> From: [email protected] [mailto:[email protected]] On Behalf Of
> John Sessoms
> 
> The part that mattered and y'all kind of missed was the "and don't
> touch anything else kid".
> 
> I really was a kid, not yet old enough to drive. It was very unusual
> someone my age would even be allowed inside the computer room. Not only
> was I allowed in, I was allowed to do something, a very VERY minor
> something, with the computer.
> 
> I wasn't even particularly interested in computers. If you can't take
> it apart to see how it works, what good is it? I already understood
> enough about the grown-up world to know "THEY" were never going to let
> me do that.
> 
> It was just the least boring place for me to wait around until my dad
> decided to quit work and I could catch a ride home. I don't remember
> what they used the computer for, although I'm sure I was told at some
> time or another.
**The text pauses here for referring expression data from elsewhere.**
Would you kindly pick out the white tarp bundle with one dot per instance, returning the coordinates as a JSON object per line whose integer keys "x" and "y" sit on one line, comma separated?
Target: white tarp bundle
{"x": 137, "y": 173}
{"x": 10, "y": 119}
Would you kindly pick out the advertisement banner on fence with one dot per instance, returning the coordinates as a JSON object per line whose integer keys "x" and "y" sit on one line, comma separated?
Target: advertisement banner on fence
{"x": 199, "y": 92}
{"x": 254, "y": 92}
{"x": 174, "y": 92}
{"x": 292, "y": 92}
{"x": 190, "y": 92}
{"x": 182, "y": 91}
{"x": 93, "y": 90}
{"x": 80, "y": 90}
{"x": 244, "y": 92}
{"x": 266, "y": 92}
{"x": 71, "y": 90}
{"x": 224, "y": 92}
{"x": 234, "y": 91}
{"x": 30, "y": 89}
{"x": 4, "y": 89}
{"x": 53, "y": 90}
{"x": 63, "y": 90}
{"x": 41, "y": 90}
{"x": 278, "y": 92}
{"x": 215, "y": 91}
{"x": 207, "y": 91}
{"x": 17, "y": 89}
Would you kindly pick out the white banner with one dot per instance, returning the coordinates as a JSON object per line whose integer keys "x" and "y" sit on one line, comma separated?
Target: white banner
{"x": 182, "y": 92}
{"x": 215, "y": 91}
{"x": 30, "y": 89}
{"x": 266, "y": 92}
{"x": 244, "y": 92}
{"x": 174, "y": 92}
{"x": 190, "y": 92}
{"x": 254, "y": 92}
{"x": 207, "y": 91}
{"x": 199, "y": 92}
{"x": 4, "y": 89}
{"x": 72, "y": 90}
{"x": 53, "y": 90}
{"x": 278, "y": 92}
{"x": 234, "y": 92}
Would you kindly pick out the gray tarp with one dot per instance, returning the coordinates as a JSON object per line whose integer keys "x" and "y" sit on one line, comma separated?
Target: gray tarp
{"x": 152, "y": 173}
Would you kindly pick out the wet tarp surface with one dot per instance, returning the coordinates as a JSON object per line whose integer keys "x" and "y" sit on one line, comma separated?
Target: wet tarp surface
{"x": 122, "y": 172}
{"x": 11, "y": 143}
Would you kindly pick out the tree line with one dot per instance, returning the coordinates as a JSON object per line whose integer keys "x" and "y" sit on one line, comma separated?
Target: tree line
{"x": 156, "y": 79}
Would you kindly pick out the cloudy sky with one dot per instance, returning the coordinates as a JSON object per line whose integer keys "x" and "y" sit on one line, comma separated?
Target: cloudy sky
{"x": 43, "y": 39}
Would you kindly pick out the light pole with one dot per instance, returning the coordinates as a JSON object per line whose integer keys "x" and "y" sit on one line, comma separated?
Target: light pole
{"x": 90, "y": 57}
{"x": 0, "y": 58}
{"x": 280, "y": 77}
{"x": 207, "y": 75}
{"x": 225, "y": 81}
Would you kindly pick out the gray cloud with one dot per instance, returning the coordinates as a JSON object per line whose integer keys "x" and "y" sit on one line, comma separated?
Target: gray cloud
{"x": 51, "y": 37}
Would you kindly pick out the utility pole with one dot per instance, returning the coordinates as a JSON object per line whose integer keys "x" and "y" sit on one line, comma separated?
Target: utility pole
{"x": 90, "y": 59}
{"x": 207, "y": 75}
It was an insurance company, so it must have had
> something to do with keeping track of the money.
> 

My first job in computing was working for a small company which sold
cigarettes and tobacco (with names like "Bob's Black Bogey") from railway
station kiosks. They took on raw trainees because they didn't have to pay
very much, and in fact they paid me so little that I received a state
pension book which topped up my pay to dole levels. They took me on because
I lived close enough to the office to be able to walk there, and not spend
money on fares.

Anyway, they'd had the same computer since the 1970s, an ICL 1901T with
24-bit words. It didn't have an operating system, just an 'Exec' which
loaded programs from paper tape, and wrote messages to a teleprinter 
<http://en.wikipedia.org/wiki/ICT_1900_series#Executive>.

I had to support a purchase ledger system written in PLAN (the assembler for
the machine), which had been developed in the early 60s. Part of the
difficulty of the job was that there was no documentation (is there ever?)
and that the lady who used to operate it all had retired and gone to live in
Australia, so unavailable to help. 

I couldn't, in my youthful naivety, believe that someone of retirement age
could have grasped computing of such complexity. They explained that in fact
she'd started working there as the cleaner, and that after she'd finished
she used to read the operating manual for the computer. She eventually
persuaded them that she could operate the machine, so they promoted her from
cleaner to operator. From there she taught herself to program and eventually
to look after the system.

When I say there was no documentation, actually there was a flowchart. Hand
drawn, as they all were back then, it extended over many, many sheets of
paper which when unfolded covered 4 desks placed next to each other. The
rectangles were about half the size of the normal ones from flowchart
templates, and they were packed together very, very tightly indeed. I never
succeeded in grasping the full structure (I use the term loosely) of the
system because luckily a year after I joined the company was taken over by a
multinational brewer and I went to work in a modern IT department, with
computer screens and an operating system and stuff like that. That early
training has been invaluable though. 

I work with another guy now who has been around even longer than I have, and
you can see sometimes that the younger people think we're dinosaurs who
can't possibly fathom the complexities of their crappy little SQL
statements, but it's a pleasure to see their astonishment when we show that
we're not entirely a waste of oxygen.